3. Watching: “Dark,” “Game of Thrones,” “Homeland,” “Mind Hunter” – lots of good ones. Gonna check out “The Alienist” next.
4. Listening to: Japanese Flute music. A big stack of things from KPBX record sale: Missa Luba, the Ramsey Lewis Trio, Louis Prima, Dan Hicks, Ella Fitzgerald.
5. Following on social media: I’m actually nixing social media from my life. Good riddance.
6. Planning: Going to Italy for three weeks this summer!
7. Inspired by: Reading. Music. The dedication and hard work of my wonderful wife. She’s a high school teacher.
8. Imagining: A new political era in our country where words matter.
9. Challenged by: My inability to imagine No. 8.

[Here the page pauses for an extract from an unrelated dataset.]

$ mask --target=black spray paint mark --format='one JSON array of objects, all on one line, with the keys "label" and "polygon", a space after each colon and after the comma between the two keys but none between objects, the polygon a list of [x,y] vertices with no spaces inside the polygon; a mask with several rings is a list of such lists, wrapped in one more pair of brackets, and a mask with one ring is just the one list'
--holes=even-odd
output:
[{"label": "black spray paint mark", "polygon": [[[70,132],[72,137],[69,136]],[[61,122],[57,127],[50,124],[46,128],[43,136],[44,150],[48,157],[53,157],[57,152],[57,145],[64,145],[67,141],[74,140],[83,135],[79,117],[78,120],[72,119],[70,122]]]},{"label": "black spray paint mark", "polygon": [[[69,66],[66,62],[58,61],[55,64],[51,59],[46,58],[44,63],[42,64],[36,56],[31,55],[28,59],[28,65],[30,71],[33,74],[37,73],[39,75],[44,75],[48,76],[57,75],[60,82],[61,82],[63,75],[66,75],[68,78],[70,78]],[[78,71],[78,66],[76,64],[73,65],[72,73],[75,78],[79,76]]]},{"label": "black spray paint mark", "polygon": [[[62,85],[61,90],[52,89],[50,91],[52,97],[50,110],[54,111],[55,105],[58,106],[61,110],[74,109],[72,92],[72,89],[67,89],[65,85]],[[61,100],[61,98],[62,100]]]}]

10. Adding to my bucket list: Keep reading. Travel to several more countries. Improve my cast and drift. Keep working on my three-point shot.
Author bio: Tod Marshall
Career: Washington state poet laureate 2016-2018; Gonzaga University professor.
Background: Born in Buffalo, New York, grew up in Wichita, Kansas.
Education: Studied English and philosophy at Siena Heights University, earned a Master of Fine Arts from Eastern Washington University, and graduated with his doctorate from the University of Kansas.
Books: His work includes “WA129,” the 2017 anthology of Washington state poets he edited, and “Bugle,” winner of the 2015 Washington State Book Award for poetry.